Celebrate Summer with Walking Meditation
4 Types of Walking Meditation – It’s time to get outside!
For those interested in meditation, the summer brings with it fresh opportunities to explore new methods of meditation, whether you have a well-established practice or are wanting to try it for the first time.
When most people think of meditation, they picture a yogi sitting quietly chanting “OM” in a deep stillness. But the good news is you don’t have to sit to find that inner stillness. Meditation at its base is any method of quieting the mind. Walking meditation offers a moving alternative to a classic practice. It allows you to get outside and reconnect with the rhythms around you. Adding a different method of meditation to your practice may allow you to reach a new level of calm simply by changing up your routine.
Walking meditation provides many of the same benefits of sitting meditation like increasing mental clarity, stress reduction, lowering anxiety and blood pressure, and immune system support. But it can also offer other benefits like building stamina, aiding in digestion, invigorating the body, and improving overall fitness. It offers an effective alternative for those who struggle with sitting meditation but still seek the benefits of a mindfulness practice.
There are many different types of walking meditation. We have chosen 4 unique and easy to follow options to give you a well-rounded scope for your practice:
1. Formal walking meditation requires you to walk back and forth, along the same path, giving your mind the single-pointed focus of each individual step. This style of walking meditation makes it easier to keep the mind focused by eliminating the distractions you are likely to experience on a normal walk. Experiment using labeling techniques to help maintain your focus. These labels are generally descriptive of the action like “stepping, stepping, stepping” or “lifting foot, moving foot, putting foot down”.

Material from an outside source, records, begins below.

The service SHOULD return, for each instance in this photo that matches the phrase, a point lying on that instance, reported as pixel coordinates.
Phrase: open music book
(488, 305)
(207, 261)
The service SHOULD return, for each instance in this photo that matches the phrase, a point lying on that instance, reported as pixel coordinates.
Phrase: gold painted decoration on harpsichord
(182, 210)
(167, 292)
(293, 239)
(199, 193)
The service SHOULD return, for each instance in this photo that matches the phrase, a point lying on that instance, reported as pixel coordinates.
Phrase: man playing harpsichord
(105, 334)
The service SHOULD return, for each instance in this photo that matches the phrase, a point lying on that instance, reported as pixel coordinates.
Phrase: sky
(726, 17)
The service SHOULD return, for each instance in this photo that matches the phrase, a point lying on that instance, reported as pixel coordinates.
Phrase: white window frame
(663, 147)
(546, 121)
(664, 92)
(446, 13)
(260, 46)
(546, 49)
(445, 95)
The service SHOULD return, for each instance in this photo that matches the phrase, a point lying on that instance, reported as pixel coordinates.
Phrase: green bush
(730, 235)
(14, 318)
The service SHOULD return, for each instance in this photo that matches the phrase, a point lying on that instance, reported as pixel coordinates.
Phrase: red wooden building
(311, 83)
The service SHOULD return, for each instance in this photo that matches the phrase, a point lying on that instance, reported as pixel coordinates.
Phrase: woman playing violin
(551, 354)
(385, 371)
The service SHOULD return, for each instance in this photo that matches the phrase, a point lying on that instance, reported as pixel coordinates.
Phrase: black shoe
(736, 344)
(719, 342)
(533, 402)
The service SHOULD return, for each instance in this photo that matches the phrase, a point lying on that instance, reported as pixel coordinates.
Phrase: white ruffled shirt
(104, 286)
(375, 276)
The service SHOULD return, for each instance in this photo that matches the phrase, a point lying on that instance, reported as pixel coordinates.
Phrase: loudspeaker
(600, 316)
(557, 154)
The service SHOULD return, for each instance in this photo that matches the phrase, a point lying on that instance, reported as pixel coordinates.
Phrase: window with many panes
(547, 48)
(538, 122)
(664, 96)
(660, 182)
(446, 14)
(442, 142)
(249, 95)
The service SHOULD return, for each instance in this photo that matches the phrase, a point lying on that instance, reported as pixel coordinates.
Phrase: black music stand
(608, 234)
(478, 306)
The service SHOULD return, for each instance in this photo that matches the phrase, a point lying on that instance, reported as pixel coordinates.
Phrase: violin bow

2. A less formal type of walking meditation involves a strong focus on your breathing as you walk. Simply exhaling for twice as long as you inhale (inhale for a count of 4, exhale for a count of 8) while you walk can have meditative benefits. There are a variety of breathing techniques you can employ. For a full list, refer to the article, Inhale the Good, Exhale the Bad. If there is a particular breathing technique you enjoy, try using it during your next walk and have fun experimenting with works best for you.
3. Another option is mindful observation. Beginning with how your body feels, you shift your attention through a series of focus points, checking in with what you are experiencing as you go. Begin with how it feels to be in your body. Notice different sensations. Check in with what you are experiencing. Focus on the texture and consistency of your breath. Feel the sun on your face and the wind in your hair. This mindfulness practice will help keep you focused and present by establishing a mind/body connection.
4. You can also use a mantra to maintain your focus, control your breath, and keep your mind clear of wandering thoughts. A mantra is a word or phrase said repeatedly during a meditation. It could be as simple as saying to yourself, “Inhale” as you breathe in, and “exhale” as you breathe out. Some find it calming to count with the breath, giving your mind something to focus on. Others say the word they are trying to create more in their life: peace, love, compassion, abundance. SO HUM is a popular mantra easy to remember. It means “I Am That”.
The key to successful walking meditation is to choose a focus and then keep your attention centered on that focus while experiencing the various stimuli surrounding you. Walking meditation provides a link between you and the outside world. As your practice deepens, it will strengthen your ability to tap into that inner calm at any time throughout your day, taking your meditation with you wherever you may go.